What is a "slot" in wla dx assembler?

Posted: Sun Jul 03, 2005 2:33 am
by blargg
What are memory slots in the wla dx assembler?

Continuing from http://nesdev.com/bbs/viewtopic.php?t=383

First off, http://nesdev.com/bbs/viewtopic.php?p=2622#2622 does not help me at all. But I think I might have figured out what the concept means, and how utterly confusingly every presentation has been (as well as the name).

Could a slot be a means of filling several areas of memory in an interleved fashion, a way of keeping several "current position" markers for each area? If so, calling them segments would have made their use obvious (I think this is what ca-65 calls them).

For example on the NES I'd have a segment for zero-page, one for low-memory, and one for each ROM bank. Then I'd fill them in an interleved fashion:

Code: Select all

    $0-$ff      zero_page
    $200-$7ff   low_mem
    $8000-$bfff rom_bank_0
    ...
    
    .segment "zero_page"
fast_temp:
    .byte   0   ; address = 0

    .segment "rom_bank_0"
    lda #12     ; address = $8000
    ; .. some routine here
    
    .segment "low_mem"
temp_buffer:
    .byte 0,0   ; address = $200
    
    .segment "zero_page"
another_variable:
    .byte   0   ; address = 1
    
    ; etc.

Posted: Mon Jul 04, 2005 3:58 am
by Bregalad
I can't get what you don't understand. A memory slot is just used because the assembler have to know at wich adress your variable or your code have to be stocked.

Posted: Sun Jul 10, 2005 2:40 pm
by Guest
A slot is a subdivision of the logical memory space.
A bank is a chunk of physical memory which is mapped to physical memory in a slot.

You typically have many banks which you swap in and out of various slots, so you can have much more physical memory than the CPU would normally allow.
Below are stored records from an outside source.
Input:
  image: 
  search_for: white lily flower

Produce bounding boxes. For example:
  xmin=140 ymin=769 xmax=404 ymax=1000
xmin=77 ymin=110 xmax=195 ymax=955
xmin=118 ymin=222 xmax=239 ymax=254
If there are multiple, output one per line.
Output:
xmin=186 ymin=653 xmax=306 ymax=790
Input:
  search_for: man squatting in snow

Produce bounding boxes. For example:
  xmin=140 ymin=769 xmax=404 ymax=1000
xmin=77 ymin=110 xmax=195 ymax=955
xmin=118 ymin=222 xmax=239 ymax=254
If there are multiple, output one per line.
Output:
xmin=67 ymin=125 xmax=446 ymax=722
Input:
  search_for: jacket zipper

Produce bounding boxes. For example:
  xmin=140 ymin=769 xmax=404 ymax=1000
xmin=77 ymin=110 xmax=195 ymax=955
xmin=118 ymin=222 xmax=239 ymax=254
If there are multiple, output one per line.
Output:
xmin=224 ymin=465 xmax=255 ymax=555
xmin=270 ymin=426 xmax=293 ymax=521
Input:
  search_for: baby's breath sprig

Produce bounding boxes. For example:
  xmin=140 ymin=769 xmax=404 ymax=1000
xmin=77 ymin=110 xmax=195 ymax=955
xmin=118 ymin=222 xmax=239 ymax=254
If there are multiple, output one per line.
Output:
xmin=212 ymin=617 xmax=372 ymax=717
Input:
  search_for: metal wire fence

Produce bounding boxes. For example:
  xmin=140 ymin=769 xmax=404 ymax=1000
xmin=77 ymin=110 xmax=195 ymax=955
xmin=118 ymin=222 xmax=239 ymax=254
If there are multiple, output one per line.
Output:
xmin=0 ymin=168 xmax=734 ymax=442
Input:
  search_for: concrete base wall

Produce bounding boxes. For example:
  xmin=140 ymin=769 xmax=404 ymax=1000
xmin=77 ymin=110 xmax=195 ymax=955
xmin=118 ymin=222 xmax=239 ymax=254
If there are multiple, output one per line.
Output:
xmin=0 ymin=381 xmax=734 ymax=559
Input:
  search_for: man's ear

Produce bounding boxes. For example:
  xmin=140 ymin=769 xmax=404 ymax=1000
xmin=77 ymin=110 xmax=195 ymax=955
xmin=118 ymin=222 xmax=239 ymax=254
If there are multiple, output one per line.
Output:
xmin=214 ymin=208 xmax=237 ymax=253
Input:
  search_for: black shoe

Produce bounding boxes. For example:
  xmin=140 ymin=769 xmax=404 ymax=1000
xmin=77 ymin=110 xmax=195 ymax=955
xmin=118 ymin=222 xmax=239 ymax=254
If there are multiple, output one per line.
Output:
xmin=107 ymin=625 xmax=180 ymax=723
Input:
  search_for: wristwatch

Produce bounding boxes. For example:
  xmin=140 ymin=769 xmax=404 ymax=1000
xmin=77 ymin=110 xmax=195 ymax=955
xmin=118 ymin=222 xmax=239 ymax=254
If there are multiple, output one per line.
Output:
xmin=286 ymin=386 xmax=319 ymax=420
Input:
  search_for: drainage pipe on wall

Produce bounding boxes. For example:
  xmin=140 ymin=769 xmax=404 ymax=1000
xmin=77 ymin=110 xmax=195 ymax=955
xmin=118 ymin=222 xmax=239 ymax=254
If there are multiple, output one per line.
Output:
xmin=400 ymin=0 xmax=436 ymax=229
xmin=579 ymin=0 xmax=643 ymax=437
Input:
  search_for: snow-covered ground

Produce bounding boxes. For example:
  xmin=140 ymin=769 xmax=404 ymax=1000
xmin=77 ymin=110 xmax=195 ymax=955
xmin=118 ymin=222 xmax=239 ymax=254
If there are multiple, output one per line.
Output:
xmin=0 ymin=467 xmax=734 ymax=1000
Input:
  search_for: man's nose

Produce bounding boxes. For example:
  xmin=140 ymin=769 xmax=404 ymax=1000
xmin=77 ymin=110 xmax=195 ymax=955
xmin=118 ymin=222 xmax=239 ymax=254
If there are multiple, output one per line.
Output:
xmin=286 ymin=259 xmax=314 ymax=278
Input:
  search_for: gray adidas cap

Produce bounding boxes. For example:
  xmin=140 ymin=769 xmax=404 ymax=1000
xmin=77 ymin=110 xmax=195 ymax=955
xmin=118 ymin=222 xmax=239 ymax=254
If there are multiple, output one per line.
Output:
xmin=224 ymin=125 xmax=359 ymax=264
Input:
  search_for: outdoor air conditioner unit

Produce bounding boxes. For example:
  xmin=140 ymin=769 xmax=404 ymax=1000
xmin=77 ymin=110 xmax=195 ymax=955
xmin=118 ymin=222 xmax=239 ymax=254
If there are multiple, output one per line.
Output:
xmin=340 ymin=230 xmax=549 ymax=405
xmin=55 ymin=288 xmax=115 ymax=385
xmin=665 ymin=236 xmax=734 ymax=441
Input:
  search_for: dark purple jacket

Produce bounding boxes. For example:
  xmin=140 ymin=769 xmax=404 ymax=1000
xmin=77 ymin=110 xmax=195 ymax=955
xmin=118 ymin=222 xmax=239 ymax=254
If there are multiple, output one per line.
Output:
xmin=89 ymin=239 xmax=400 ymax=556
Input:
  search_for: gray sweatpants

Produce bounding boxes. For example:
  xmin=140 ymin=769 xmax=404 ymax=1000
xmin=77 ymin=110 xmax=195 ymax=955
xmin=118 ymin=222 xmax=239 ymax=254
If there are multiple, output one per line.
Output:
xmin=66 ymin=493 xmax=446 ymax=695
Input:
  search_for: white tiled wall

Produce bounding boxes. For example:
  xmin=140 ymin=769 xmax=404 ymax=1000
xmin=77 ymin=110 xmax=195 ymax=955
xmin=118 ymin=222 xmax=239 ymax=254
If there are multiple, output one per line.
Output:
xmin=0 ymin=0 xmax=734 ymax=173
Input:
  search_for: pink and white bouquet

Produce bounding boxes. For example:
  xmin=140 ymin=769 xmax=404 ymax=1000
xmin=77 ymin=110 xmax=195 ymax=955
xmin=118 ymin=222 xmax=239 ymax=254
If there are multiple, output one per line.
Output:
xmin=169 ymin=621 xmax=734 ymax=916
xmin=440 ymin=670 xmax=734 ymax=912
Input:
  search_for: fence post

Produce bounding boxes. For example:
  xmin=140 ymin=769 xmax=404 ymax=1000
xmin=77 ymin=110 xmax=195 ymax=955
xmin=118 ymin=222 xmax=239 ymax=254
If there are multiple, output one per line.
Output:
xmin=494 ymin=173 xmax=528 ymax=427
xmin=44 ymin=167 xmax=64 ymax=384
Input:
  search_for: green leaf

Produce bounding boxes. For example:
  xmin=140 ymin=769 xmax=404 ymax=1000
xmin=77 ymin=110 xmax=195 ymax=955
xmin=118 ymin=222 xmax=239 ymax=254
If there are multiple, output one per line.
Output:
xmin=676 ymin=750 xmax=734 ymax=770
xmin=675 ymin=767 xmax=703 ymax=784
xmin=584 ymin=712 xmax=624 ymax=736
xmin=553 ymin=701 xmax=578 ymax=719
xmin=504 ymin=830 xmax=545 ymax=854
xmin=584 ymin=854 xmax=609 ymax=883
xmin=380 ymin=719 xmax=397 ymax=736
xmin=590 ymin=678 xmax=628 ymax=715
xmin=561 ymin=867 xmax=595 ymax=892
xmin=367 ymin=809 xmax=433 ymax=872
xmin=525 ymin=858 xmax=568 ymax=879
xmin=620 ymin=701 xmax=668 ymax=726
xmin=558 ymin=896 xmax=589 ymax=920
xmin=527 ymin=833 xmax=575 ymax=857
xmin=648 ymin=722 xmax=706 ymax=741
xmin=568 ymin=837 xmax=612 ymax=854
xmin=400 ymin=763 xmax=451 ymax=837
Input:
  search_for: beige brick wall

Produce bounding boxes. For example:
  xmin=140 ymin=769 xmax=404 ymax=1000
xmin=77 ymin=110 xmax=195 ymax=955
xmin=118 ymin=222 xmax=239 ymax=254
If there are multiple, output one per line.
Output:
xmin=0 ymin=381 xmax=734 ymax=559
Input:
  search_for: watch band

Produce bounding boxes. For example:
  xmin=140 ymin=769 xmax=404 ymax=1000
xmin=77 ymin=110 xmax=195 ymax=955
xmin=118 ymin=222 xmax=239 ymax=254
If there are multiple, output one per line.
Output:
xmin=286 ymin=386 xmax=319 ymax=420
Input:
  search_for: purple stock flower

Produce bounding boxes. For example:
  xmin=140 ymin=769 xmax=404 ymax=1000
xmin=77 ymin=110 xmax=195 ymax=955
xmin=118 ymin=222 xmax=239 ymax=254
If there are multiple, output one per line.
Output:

You might also define slots in the assembler that don't strictly exist (the memory manager doesn't know about them), but are convenient for programming. E.g. in this example courtesy of Bregalad:

Code: Select all

.memorymap 
defaultslot 0 
slotsize $100 
slot 0 $0 ;0 page RAM 
..............
The CNROM MM doesn't actually have a slot for the zero page, but it's convenient to have in case you define too many variables.